Steve · Answer 1 · 2012-06-24T18:36:57+0000

The Wikipedia snippet you provide is correct and can be used to normalize the image using the following MATLAB code:

 %% Create an Example Image: rand('seed', 1982); n = 16; myImg= rand(n,n)*.2 + .5; %% Normalize the Image: myRange = getrangefromclass(myImg(1)); newMax = myRange(2); newMin = myRange(1); myImgNorm = (myImg - min(myImg(:)))*(newMax - newMin)/(max(myImg(:)) - min(myImg(:))) + newMin;

The problem with some images is that although they occupy only a small range of possible values. If your values can range from 0 to 1, then black will be 0 and white will be 1. However, if your darkest spot in the image is 0.5 and your brightest is 7, then it may look blurry for your processing or user when is rendered (note that MATLAB imagesc automatically normalizes the image before displaying for this very reason).

If you look at the histogram of the image using hist (myImg (:)), you can determine how the valid values that the image actually uses should be. In a normalized image, the smallest value will be 0, and the largest will be 1 (or any other range that you use).

A common mistake in implementing this equation is the incorrect placement of brackets, rather than subtracting the minimum image before scaling or adding back to "newMin".

You can see everything together in the following code and image. Please note that the original image (1) uses only a small part of the space (2), so it looks blurry when we do not allow the images to autoscale the clearance parameter. However, as soon as we normalize (3), the image has both very dark and very light values, and the histogram extends from 0 to 1 (4).
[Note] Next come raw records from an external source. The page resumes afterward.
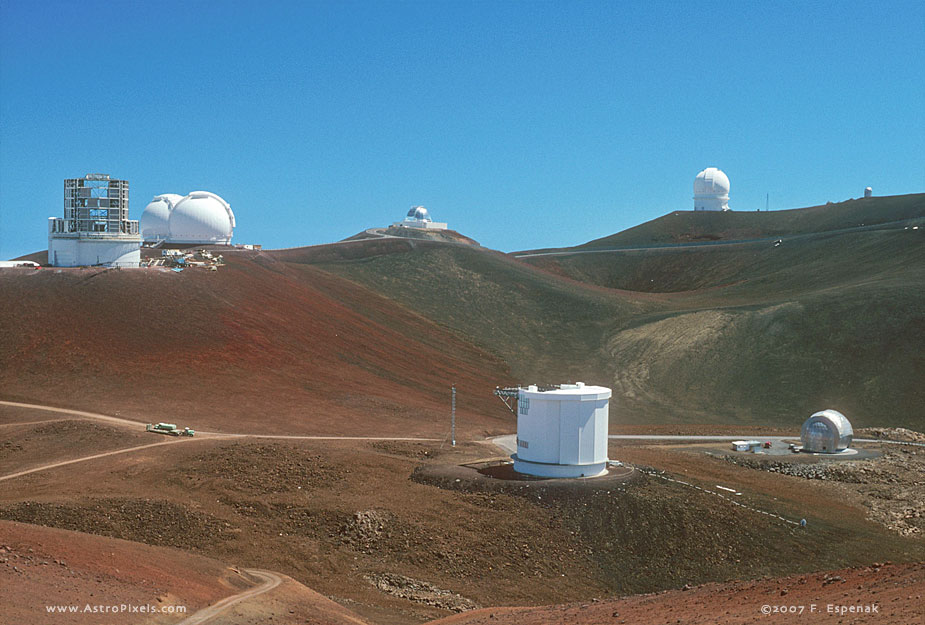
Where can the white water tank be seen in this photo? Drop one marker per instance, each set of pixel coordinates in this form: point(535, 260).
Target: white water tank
point(562, 432)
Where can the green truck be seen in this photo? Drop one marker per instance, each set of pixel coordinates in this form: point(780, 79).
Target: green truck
point(169, 428)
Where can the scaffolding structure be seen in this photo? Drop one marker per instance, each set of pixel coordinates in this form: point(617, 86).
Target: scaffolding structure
point(95, 229)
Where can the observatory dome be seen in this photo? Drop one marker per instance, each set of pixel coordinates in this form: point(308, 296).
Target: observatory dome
point(419, 213)
point(201, 217)
point(155, 216)
point(827, 431)
point(711, 190)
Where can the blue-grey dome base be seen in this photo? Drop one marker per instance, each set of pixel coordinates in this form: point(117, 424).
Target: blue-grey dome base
point(542, 469)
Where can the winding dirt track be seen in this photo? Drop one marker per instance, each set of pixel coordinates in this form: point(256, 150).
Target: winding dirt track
point(270, 581)
point(54, 465)
point(199, 436)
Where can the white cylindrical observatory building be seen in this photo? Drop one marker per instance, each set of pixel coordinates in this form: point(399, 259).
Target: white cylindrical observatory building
point(562, 432)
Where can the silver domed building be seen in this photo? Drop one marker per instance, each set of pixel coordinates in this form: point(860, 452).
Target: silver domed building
point(826, 432)
point(418, 217)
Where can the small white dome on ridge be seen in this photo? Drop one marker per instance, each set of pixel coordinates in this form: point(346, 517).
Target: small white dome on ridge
point(418, 212)
point(711, 190)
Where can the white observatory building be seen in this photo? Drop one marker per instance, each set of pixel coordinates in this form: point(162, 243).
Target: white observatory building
point(562, 431)
point(418, 217)
point(95, 229)
point(156, 215)
point(711, 190)
point(200, 218)
point(826, 432)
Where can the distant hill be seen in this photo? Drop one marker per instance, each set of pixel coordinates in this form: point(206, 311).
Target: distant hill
point(741, 333)
point(446, 236)
point(682, 227)
point(366, 334)
point(258, 345)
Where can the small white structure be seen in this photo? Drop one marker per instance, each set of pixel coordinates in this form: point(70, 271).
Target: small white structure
point(711, 190)
point(156, 215)
point(826, 432)
point(202, 218)
point(562, 432)
point(418, 217)
point(95, 229)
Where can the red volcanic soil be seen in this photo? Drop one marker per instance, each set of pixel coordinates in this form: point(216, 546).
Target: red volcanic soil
point(257, 346)
point(895, 591)
point(42, 566)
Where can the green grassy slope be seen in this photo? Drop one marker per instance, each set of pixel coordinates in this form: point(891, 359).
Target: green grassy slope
point(546, 328)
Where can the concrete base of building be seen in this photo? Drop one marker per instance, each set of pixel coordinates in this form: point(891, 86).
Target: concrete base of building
point(542, 469)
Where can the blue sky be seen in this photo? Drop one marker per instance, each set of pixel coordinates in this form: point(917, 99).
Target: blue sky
point(522, 124)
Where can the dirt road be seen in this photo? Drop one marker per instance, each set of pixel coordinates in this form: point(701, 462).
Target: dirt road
point(54, 465)
point(203, 434)
point(270, 581)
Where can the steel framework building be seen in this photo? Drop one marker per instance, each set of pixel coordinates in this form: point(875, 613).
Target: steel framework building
point(95, 229)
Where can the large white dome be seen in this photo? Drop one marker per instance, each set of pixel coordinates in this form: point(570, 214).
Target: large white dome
point(201, 217)
point(711, 190)
point(156, 215)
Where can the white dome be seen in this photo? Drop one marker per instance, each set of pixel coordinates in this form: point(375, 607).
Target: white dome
point(418, 212)
point(711, 190)
point(155, 216)
point(201, 217)
point(827, 431)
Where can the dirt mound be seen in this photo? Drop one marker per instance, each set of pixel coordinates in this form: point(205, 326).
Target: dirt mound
point(881, 593)
point(890, 487)
point(420, 592)
point(148, 521)
point(891, 434)
point(258, 468)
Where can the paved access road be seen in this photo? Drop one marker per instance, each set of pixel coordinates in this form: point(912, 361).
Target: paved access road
point(508, 442)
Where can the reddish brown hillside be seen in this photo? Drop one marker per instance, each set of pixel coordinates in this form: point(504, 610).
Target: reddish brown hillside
point(256, 346)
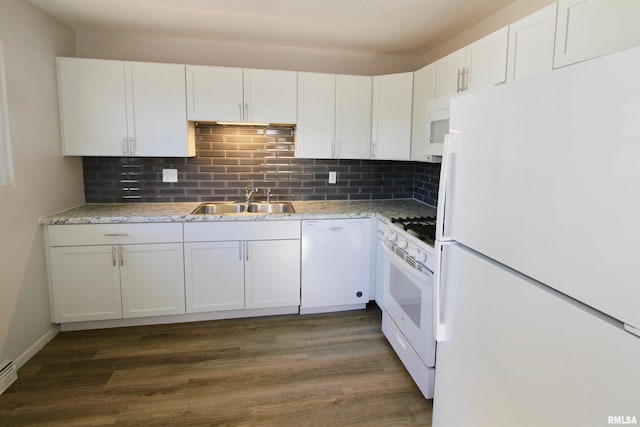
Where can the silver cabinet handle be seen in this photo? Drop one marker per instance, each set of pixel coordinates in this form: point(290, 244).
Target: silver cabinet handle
point(465, 79)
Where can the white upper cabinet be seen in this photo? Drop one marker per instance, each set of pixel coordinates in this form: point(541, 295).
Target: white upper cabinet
point(486, 60)
point(270, 96)
point(480, 64)
point(215, 93)
point(531, 42)
point(590, 28)
point(391, 116)
point(116, 108)
point(423, 91)
point(334, 116)
point(157, 118)
point(315, 134)
point(237, 95)
point(449, 73)
point(353, 117)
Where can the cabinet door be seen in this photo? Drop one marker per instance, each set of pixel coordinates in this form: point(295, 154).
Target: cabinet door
point(353, 117)
point(486, 60)
point(316, 115)
point(92, 107)
point(449, 74)
point(423, 91)
point(437, 125)
point(152, 279)
point(391, 122)
point(214, 93)
point(214, 276)
point(531, 42)
point(157, 117)
point(85, 283)
point(272, 273)
point(270, 96)
point(590, 28)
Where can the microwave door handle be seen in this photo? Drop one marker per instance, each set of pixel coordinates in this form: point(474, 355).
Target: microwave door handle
point(446, 184)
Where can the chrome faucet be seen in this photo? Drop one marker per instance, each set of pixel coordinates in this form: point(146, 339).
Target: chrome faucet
point(248, 193)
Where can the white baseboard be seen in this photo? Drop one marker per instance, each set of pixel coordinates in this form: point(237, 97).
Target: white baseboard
point(37, 346)
point(8, 374)
point(330, 309)
point(178, 318)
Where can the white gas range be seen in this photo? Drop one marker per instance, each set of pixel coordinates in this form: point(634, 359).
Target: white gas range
point(407, 319)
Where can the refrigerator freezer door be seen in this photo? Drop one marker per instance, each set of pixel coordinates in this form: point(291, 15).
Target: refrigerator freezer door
point(520, 354)
point(547, 179)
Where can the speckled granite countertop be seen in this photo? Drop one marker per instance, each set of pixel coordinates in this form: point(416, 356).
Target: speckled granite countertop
point(181, 212)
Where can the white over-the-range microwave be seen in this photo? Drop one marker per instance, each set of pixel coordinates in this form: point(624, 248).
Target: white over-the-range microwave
point(437, 128)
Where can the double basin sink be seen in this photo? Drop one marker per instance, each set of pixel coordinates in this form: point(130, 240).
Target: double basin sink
point(220, 208)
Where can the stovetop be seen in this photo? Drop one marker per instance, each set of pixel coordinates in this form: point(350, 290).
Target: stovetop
point(423, 227)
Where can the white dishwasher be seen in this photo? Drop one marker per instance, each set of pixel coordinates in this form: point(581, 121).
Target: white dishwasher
point(336, 264)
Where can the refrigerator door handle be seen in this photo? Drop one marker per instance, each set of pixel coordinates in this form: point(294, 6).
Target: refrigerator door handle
point(632, 330)
point(451, 141)
point(439, 328)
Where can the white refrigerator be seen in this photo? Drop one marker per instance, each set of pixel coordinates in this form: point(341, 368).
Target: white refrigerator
point(537, 294)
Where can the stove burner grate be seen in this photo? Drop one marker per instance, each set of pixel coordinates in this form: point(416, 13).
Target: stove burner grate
point(424, 227)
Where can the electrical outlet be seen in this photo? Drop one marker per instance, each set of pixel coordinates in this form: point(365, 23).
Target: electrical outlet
point(169, 175)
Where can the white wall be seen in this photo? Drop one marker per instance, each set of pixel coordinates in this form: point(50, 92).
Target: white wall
point(210, 52)
point(44, 180)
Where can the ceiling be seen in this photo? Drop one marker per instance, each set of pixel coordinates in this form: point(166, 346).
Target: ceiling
point(402, 27)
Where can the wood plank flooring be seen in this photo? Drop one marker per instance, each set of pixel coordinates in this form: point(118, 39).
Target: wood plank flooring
point(332, 369)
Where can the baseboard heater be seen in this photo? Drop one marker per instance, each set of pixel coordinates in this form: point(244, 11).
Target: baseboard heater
point(8, 374)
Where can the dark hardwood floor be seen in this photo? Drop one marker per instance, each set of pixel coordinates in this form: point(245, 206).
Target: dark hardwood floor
point(316, 370)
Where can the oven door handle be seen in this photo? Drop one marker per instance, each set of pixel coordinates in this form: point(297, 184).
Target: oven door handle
point(406, 268)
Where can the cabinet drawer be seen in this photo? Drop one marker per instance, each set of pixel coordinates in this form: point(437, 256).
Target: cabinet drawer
point(241, 230)
point(113, 234)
Although it is not entirely clear what your code does or does not do, comparing it with this example should solve your problem.

 %% Create an Example Image: rand('seed', 1982); n = 16; myImg= rand(n,n)*.2 + .5; %% Normalize the Image: myRange = getrangefromclass(myImg(1)); newMax = myRange(2); newMin = myRange(1); myImgNorm = (myImg - min(myImg(:)))*(newMax - newMin)/(max(myImg(:)) - min(myImg(:))) + newMin; %% Display the Image: figure(42); clf; % Display the original: subplot(2,2,1); imagesc(myImg); set(gca, 'clim', [0,1]);; title('(1) Original Image'); % Display the hist of the original: subplot(2,2,3); hist(myImg(:)) xlim([0,1]); title('(2) Histogram Of Original Image'); % Display the normalized image: subplot(2,2,2); imagesc(myImgNorm); title('(3) Normalized Image'); % Display the hist of the normalized image: subplot(2,2,4); hist(myImgNorm(:)) title('(4) Histogram of Normalized Image'); xlim([0,1]); colormap gray

EDIT:

In addition, there are some important points for taking notes on how getrangefromclass (...) will work on your problem. This function returns the "default display range of the image based on its class", that is, returns what, according to MATLAB, is a reasonable range of values for this data type to represent the image. For uint8 data, this is [0, 255]. For int16, this is [-32768, 32767]. For your case, double, the range [0, 1] is not because the minimum and maximum values, but because it is a regular and double data type, have a special representation that makes this range quite reasonable. Note that the range has nothing to do with your data. If you have data small or large than min and max, it will not be at all what MATLAB thinks, it is good for photographs. In the case of a double or single value, the value can be much larger. To normalize the values between [0, 1], we can use the code that we discussed.

In this case, we create a random image with large positive and negative values, but we will scale them all between zero and one. That is, we make the darkest color 0 and the lighted color 1 --- whereas the smallest were negative thousands, and the largest were positive thousands. However, pay attention to how the shape of the histogram remains unchanged, and the values along the x axis change by 0.1. This should demonstrate why the MATLAB range is [0,1], but your min / max is different - that's fine, and your normalization code will fix everything between zero and one.

 randn('seed', 1982); myImg = randn(n,n)*1000; % Normalize the Image: myRange = getrangefromclass(myImg(1)); newMax = myRange(2); newMin = myRange(1); myImgNorm = (myImg - min(myImg(:)))*(newMax - newMin)/(max(myImg(:)) - min(myImg(:))) + newMin; % Display the Image: figure(42); clf; % Display the original: subplot(2,2,1); imagesc(myImg); % set(gca, 'clim', [0,1]);; title('(1) Original Image'); colorbar % Display the hist of the original: subplot(2,2,3); hist(myImg(:)) title('(2) Histogram Of Original Image'); axis tight; % Display the normalized image: subplot(2,2,2); imagesc(myImgNorm); title('(3) Normalized Image'); colorbar % Display the hist of the normalized image: subplot(2,2,4); hist(myImgNorm(:)) title('(4) Histogram of Normalized Image'); axis tight; colormap gray

Amro · Answer 2 · 2012-06-24T19:46:35+0000

Answering your previous question, I think I understand your confusion.

First of all, the input images were of the uint8 type (thus, the range [0.255]), and since we needed to perform signal processing (Butterworth filtering), it was necessary to convert to double data to avoid truncating the values.

Now, at the end of processing, the resulting “images” were of type double , but had arbitrary ranges (they represented the average energy in the signals). Now, if we want to display these images or even perform image processing on them (you tried to use medfilt2 in your source code), MATLAB expects double images to be in the range [0,1].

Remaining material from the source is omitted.